Customers today are not limited to accounts with a single bank. Your typical user might have a checking account with one institution, a mortgage with another, and an RSSP with a third. Open banking Payment APIs can streamline these services by connecting each account to a single app, allowing customers to manage them all at once. APIs that also support eWallets and branded credit cards might become a one-stop destination for every conceivable financial management need.
As open banking’s capabilities grow, we’re seeing an increasing number of dashboard apps moving into the global payments space. There’s Money Dashboard, which provides a unified view of each user’s finances. The Connected Money app from HSBC provides an overview of accounts from 21 different banks. Then there’s Yolt, which connects banking and pension accounts through a single dashboard.
Where personalized payment APIs can go from here
Personalized payment services have accomplished much in a short period of time, but there’s still room to grow. Most open banking services are proliferating in Europe, where GDPR regulates financial data sharing. As similar legislation is passed globally — and as banks see the benefits of new solutions — the range of options will certainly increase.

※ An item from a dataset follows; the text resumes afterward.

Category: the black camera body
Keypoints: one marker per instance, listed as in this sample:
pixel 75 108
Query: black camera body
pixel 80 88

What’s more, personalized API capabilities aren’t limited to dashboards. Many companies have begun experimenting with voice and chatbots linked to customer accounts through a connective API. This would allow users to pay bills or manage accounts through text or voice chats 24 hours a day, and expect a real-time response. One financial survey predicted these bots will be the third-most significant banking development of 2019 — sitting just behind machine learning and open APIs themselves.
We are witnessing the first, tentative steps of a revolutionary process that will change how customers interact with financial institutions. While the exact trajectory may be uncertain, its final form will be data-driven, engaging, and highly-personalized.